The incomparable Michael Dirda does a full-page review of Gene Wolfe’s The Knight in this week’s Washington Post. Dirda says that Wolfe “should enjoy the same rapt attention we afford to Thomas Pynchon, Toni Morrison and Cormac McCarthy” and he’s not blowing smoke. I’ve blogged before on Wolfe, who’s perhaps my favourite living writer. The Knight isn’t quite as wonderful as Wolfe’s “New Sun” books, which together constitute his masterpiece, but is still quite wonderful indeed. Its setting most closely resembles that of his juvenile novel, The Devil in a Forest, but its story is rather more complex; as Dirda says, the surface smoothness of Wolfe’s language is “that of quicksand.” The prose-style of The Knight is plain, plainer by far than the archaisms and loanwords of the New Sun books, but it is possessed of the same gravity and music.
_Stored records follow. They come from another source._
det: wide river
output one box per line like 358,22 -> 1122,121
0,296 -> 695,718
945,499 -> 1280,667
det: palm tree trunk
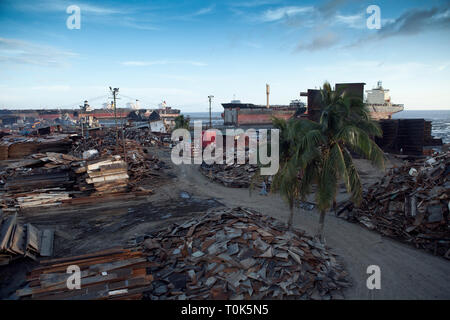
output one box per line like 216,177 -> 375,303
317,210 -> 325,242
288,201 -> 294,229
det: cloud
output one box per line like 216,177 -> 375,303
377,5 -> 450,38
0,38 -> 78,67
231,0 -> 280,8
193,5 -> 215,16
5,0 -> 124,15
348,2 -> 450,47
296,32 -> 339,51
318,0 -> 354,18
260,6 -> 314,22
122,60 -> 207,67
334,13 -> 366,29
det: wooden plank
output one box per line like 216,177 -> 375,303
10,225 -> 26,255
0,214 -> 17,250
26,223 -> 41,253
39,229 -> 55,257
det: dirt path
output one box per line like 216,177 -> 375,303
172,165 -> 450,299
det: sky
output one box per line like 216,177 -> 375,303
0,0 -> 450,112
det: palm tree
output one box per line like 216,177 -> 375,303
274,82 -> 384,240
174,114 -> 189,129
271,118 -> 300,228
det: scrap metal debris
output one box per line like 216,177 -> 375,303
200,162 -> 259,188
337,152 -> 450,259
0,214 -> 54,265
16,248 -> 153,300
17,208 -> 350,300
139,208 -> 350,299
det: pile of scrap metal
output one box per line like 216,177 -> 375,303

Wolfe is staunchly conservative, and the book shows it. The Knight presents a vision of chivalry and fealty in the Dark Ages that borrows from Tolkien, and that is likely to be signally unsympathetic to most lefties. But there’s something important there; like other good writers on both left and right, Wolfe’s understanding of human nature and society runs deeper than his immediate political sympathies. His depiction of life in a society on the margins of civilization (caught between the depredations of barbarism and the efforts of the monarchy to impose order) is note-perfect; Wolfe not only has an ear for the music of language, but for the rhythms of society. If you haven’t read Wolfe before, I still recommend that you start with the New Sun books (Shadow and Claw, and Sword and Citadel); but The Knight is a worthy companion.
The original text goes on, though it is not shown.